Disney reports net income drop
But Q2 results topped expectationsDisney's net income in the fiscal second quarter dropped 46%, and Bob Iger has put the blame largely on the film studio, where operating income plunged 97%.
Part of the problem were tough comparisons, but the president and CEO reiterated that, when it comes to the film studio, measures are under way for cutting costs related to production, output, marketing and global infrastructure.
In fact, Iger said he will "address costs virtually at every level."
Overall, Disney reported net income of $613 million, down from $1.13 billion, on revenue that fell 7% to $8.1 billion. The results beat the expectations of Wall Street, and shares were 5% higher in after-hours trading after having inched up 1% to $23.15 during the regular session.
The studio division notched only $13 million in operating income compared with $377 million a year ago. Revenue tumbled 21% to $1.4 billion. The big drags were domestic DVD sales and worldwide theatrical distribution.
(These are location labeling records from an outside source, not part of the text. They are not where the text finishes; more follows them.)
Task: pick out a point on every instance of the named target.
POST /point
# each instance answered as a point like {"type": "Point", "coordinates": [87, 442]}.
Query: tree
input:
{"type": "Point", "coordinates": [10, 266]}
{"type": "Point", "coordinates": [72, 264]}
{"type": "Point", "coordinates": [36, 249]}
On the DVD front, the titles "High School Musical 3: Senior Year," "Beverly Hills Chihuahua" and "Bolt" underperformed relative to "Enchanted," "Game Plan" and "No Country for Old Men" a year ago.
Theatrical performances during the quarter that Iger termed "disappointing" were "Confessions of a Shopaholic," "Race to Witch Mountain" and "Bedtime Stories."
"It's not the marketplace, it's our slate," Iger said, acknowledging that the movie exhibition industry has been on a tear this year.
Last year's better-performing releases were "National Treasure 2: Book of Secrets," "Enchanted" and "Hannah Montana/Miley Cyrus: Best of Both Worlds."
"After posting strong results last year, studio performance was disappointing, something they would be the first to admit," Iger told analysts Tuesday during a conference call.
Disney's biggest unit, media networks, posted operating income that was off 4% to $1.3 billion on revenue that rose 2% to $3.6 billion. Cable networks posted a 5% increase in operating income, while broadcasting decreased 38%.
Iger gave a shoutout to a couple of Disney Channel shows that recently got off to a good start: "JONAS" and "Sonny With a Chance."
Both Iger and CFO Tom Staggs said the TV ad market, while not as robust as a year ago, is stabilizing.
Iger talked up the company's recent decision to join NBC Universal and News Corp. in taking an ownership stake in Hulu. Separately, he said an online Disney-branded subscription service for movies could be on the horizon.
Disney's theme parks also declined significantly as they attracted about the same number of people as a year ago but those visitors spent less money. The parks and resorts unit reported operating income that was down 50% to $171 million on revenue that fell 12% to $2.4 billion.
Consumer products operating income fell 24% to $97 million on revenue that rose 9%, with the revenue gain stemming from the company's decision to take back ownership of Disney Stores North America.
Operating income for interactive media fell 2% to negative $61 million on revenue that fell 17% to $129 million, with the revenue decline owed to a comparison with last year's big self-published video game "Turok."
Disney also recorded $305 million in charges during the quarter, some related to FCC licenses, an investment in an Indian media company and layoffs primarily in the parks and resorts segment.